波8604部隊
「高校生が追うネズミ村と731部隊」の著者、埼玉県立庄和高校地理歴史研究部の生徒達と遠藤光司教諭は、波8604部隊第1課細菌研究班に所属していた丸山茂さんからも大量の資料を受け取るとともに証言を得ている。丸山さんの証言は8604部隊の大量殺戮事件が中心であるが、ラット50万匹飼育の証言もあったという。下記はその一部である。下段は第4課病理班に所属し病理解剖を任務としていたが、後にノミの生産係になっという井上睦夫さんの証言である。

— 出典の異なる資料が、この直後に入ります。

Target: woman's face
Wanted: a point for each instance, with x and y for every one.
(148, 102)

丸山茂さんの証言-------------------------
大量殺戮事件のあらすじはこうである。1942年、日本軍が香港攻略をしたとき、香港は中国からの難民で溢れ、人口は200万人を超えていた。日本軍はその避難民を強制的に香港から追い出し、香港の人口を半分にした。ここに膨大な香港避難民が誕生した。殺戮にあったのは、この難民のうち、水路で広州に向かった人々である。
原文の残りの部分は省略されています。